The double trace back is carried out to obtain the survivor path and the concurrent path from the survivor state determined by the Viterbi algorithm. Two hard decision values are yielded by the two paths and compared. If the compared hard decision values are different, the soft decision value of the survivor path is compared with he soft decision value of the survivor state given by the first track back and replaced by a smaller soft decision value.

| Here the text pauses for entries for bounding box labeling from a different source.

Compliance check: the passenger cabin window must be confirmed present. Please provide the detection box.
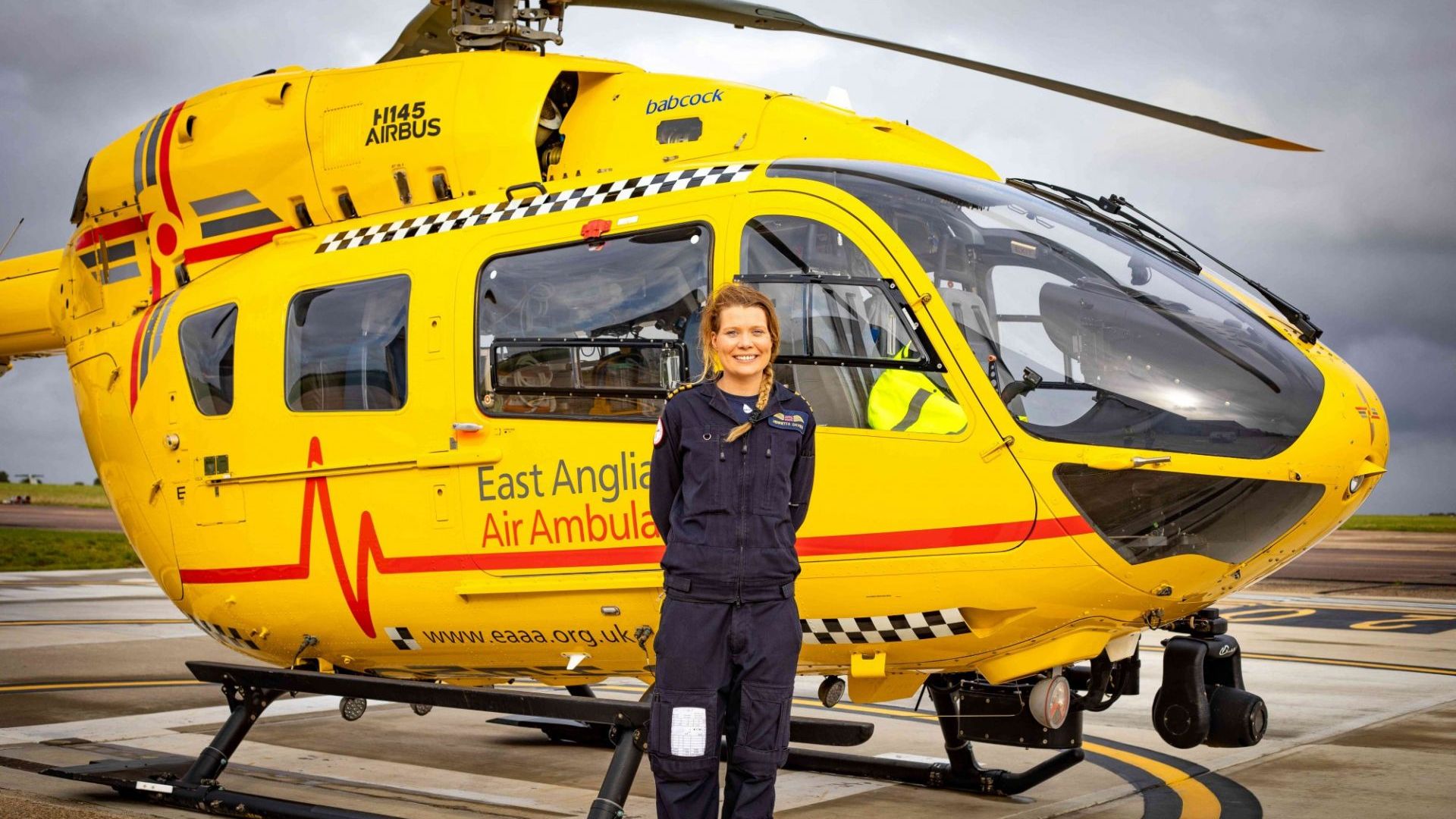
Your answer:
[177,305,237,416]
[284,275,410,413]
[739,215,967,435]
[476,224,712,419]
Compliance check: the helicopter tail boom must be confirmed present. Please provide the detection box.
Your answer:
[0,249,65,360]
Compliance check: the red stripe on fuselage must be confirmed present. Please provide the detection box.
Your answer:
[182,226,294,264]
[157,101,187,221]
[179,437,1092,637]
[128,298,157,410]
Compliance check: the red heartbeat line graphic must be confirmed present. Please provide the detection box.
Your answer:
[180,438,488,637]
[180,438,1092,639]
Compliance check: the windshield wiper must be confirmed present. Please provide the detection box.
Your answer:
[1006,179,1325,344]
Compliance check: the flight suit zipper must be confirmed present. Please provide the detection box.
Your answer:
[734,428,753,605]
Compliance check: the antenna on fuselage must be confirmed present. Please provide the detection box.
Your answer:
[0,215,25,259]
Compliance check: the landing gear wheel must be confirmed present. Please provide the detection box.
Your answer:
[1207,685,1269,748]
[1153,689,1209,748]
[820,676,845,708]
[339,697,369,723]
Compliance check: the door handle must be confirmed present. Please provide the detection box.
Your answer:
[1087,455,1174,471]
[415,446,500,469]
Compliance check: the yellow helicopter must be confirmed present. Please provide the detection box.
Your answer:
[0,0,1389,792]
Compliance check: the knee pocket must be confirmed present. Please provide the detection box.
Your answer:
[734,683,793,770]
[646,691,718,780]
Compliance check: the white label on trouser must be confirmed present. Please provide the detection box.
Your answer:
[673,708,708,756]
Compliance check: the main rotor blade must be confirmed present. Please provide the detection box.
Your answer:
[568,0,1320,152]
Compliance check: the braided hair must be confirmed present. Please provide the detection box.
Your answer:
[698,283,779,441]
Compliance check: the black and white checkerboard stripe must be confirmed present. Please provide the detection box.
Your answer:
[384,625,419,651]
[188,615,259,651]
[315,163,757,253]
[799,609,971,645]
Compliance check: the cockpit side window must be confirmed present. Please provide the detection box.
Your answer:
[769,160,1323,457]
[738,215,967,435]
[476,224,712,421]
[177,305,237,416]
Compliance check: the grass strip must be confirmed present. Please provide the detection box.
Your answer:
[0,526,141,571]
[0,484,111,509]
[1341,514,1456,532]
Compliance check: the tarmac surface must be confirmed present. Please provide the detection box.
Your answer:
[0,549,1456,819]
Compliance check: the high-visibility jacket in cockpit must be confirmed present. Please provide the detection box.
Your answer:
[866,344,965,435]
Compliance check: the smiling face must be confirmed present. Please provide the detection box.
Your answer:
[714,305,774,395]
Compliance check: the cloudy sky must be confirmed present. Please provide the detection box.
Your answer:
[0,0,1456,513]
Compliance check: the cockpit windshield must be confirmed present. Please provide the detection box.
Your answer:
[769,160,1323,457]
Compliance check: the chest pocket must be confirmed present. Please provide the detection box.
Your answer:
[748,422,804,519]
[680,427,737,514]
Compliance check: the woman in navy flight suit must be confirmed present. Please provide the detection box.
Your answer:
[648,284,814,819]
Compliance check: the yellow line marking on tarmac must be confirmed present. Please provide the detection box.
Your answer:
[1219,598,1456,613]
[0,618,192,626]
[0,679,209,694]
[579,685,1223,819]
[1082,742,1223,817]
[1143,645,1456,676]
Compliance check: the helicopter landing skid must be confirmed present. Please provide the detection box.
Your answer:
[42,661,874,819]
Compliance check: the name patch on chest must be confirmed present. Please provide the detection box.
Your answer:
[769,413,807,436]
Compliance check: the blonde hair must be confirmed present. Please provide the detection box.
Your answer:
[698,283,779,441]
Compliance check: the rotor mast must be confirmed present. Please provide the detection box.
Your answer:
[448,0,566,54]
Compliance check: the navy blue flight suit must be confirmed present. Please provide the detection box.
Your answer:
[648,381,814,819]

However, the hard and soft decision described above are started by reading the survivor information from the memory. To get a reliable survivor state using the trace back algorithm, the survivor information stored in the memory, which is engaged in the depth L, must be read. Finding the survivor path and the concurrent path in the double trace back algorithm also begins with reading the survivor information from the memory. Also, when updating a soft decision value, the soft decision values for the states engaged in the depth Lxe2x80x2 are stored in the memory, and a soft decision value of the state which needs updating is read, updated and stored back in the memory. Such successive processes are started by reading information from the memory, which retards the processing speed, and increases complexity in proportion to the number of memories.
To solve the above problems, it is an objective of the present invention to provide a two-step Viterbi algorithm decoder for tracing the survivor path and the concurrent path and updating a soft decision value, including a soft output Viterbi algorithm-state metric unit (SOVA-SMU), which is constructed of registers and multiplexers, instead of a memory for storing survivor information for all states.

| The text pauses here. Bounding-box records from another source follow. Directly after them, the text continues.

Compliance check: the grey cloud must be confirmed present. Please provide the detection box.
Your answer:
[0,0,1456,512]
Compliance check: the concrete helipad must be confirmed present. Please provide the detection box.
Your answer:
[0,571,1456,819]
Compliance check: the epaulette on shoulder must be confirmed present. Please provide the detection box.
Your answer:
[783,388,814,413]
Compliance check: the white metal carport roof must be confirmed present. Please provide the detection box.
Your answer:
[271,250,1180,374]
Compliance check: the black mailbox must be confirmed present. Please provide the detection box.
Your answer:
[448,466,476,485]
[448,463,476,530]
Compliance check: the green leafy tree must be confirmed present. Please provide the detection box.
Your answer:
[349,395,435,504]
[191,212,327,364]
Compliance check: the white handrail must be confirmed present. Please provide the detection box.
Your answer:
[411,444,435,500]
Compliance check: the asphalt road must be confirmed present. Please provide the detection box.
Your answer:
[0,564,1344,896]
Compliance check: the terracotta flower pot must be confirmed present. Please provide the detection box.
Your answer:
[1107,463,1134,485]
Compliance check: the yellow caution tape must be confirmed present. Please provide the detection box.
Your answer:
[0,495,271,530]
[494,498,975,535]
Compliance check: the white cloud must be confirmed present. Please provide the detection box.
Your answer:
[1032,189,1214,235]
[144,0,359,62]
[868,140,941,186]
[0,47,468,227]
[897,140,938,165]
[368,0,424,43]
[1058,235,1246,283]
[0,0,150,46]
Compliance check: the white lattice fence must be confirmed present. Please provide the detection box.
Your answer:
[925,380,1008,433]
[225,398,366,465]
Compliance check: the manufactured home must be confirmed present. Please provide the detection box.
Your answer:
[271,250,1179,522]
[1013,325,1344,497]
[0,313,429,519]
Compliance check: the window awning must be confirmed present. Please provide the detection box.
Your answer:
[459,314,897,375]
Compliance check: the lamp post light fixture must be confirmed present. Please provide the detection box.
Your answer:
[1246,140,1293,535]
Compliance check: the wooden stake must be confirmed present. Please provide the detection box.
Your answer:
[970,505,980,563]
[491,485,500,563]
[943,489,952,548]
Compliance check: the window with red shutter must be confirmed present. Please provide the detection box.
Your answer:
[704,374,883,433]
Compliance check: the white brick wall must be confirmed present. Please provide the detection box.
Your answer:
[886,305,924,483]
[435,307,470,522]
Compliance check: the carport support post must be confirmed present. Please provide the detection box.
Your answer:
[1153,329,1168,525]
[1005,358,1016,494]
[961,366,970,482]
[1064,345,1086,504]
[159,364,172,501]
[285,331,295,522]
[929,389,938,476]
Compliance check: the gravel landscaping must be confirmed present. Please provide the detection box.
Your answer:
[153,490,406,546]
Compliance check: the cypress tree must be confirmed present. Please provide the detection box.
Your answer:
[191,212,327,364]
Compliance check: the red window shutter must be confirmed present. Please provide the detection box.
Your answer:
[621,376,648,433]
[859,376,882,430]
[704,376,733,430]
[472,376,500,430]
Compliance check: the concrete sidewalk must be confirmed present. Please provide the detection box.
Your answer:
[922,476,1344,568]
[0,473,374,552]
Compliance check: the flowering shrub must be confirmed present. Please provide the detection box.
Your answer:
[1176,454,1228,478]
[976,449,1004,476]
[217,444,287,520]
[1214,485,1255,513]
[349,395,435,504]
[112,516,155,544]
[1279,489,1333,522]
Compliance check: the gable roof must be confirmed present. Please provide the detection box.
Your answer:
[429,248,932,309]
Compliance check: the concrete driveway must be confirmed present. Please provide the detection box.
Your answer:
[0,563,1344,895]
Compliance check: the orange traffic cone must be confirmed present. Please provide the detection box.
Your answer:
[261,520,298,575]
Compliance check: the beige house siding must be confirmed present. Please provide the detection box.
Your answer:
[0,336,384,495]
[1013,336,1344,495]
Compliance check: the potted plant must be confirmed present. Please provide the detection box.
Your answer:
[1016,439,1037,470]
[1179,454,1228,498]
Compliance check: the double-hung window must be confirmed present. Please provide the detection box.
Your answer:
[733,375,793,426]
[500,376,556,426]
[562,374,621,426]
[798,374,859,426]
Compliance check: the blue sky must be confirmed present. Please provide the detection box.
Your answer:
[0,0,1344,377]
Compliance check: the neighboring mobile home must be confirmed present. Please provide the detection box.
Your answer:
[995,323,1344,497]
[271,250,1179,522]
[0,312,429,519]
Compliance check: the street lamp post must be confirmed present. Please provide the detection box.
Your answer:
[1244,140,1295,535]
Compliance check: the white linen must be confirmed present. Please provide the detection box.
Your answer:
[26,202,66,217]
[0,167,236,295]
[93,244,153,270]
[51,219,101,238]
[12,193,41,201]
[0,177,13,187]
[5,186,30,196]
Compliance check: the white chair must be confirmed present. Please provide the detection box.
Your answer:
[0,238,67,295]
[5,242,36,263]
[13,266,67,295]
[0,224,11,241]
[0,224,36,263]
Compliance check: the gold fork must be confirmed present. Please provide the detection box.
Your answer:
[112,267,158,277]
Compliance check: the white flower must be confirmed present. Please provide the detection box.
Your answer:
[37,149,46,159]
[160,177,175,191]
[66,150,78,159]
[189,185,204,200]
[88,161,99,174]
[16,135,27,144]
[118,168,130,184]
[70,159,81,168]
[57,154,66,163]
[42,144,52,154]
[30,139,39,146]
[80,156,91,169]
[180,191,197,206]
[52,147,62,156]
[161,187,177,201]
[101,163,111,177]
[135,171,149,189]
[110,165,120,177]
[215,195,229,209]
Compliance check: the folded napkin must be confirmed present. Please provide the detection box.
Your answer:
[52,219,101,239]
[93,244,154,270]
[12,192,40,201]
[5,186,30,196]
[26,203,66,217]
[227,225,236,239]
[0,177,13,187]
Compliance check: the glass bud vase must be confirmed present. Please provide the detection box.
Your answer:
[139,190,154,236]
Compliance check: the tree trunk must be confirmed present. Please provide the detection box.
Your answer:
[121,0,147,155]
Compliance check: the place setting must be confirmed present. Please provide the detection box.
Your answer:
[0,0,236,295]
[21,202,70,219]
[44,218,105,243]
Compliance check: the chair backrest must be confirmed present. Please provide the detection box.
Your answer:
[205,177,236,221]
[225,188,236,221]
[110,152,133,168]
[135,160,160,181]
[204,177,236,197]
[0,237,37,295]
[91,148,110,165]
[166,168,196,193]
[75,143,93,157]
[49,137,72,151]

The above objective of the present invention is achieved by a two-step soft output Viterbi algorithm decoder, comprising: a branch metric unit for calculating branch metrics for received data from the degree of similarity between data symbols, which appear to be received if a transmission channel has no error, and the actually received data symbols; a state metric memory for storing state metrics for all states of the received data symbols; an add-compare-select unit for adding the branch metrics of the branches for each state of the current time unit and the state metrics for each state of the previous time unit stored in the state metric memory, storing the results of the additions, which satisfies a predetermined condition, as the state metrics of the current time unit in the state metric memory, and outputting a difference between the results of the additions as a delta value, and as many selector bits as the number of bits of the received data symbols so as to select a path; a survivor state output unit for outputting a survivor state satisfying a predetermined condition among the current state metrics for all states output from the add-compare-select unit; and a soft output Viterbi algorithm-state metric unit (SOVA-SMU) for back tracing a first survivor path for a first time unit from the survivor state output from the survivor state output unit, using the delta values for all states and the selector bits, to obtain the survivor state at the end of the first survivor path and a soft decision value of the first survivor path, for performing a double trace back for a second time unit from the survivor state at the end of the first survivor path to find a second survivor path and a concurrent path, for updating the soft decision value of the second survivor path by the soft decision value of the first survivor path if the hard decision values of the second survivor path and the concurrent path for the second period are different and if a soft decision value of the second survivor path is larger than the soft decision value of the first survivor path, and for outputting the hard and soft decision values of the second survivor path at the end of the second time unit.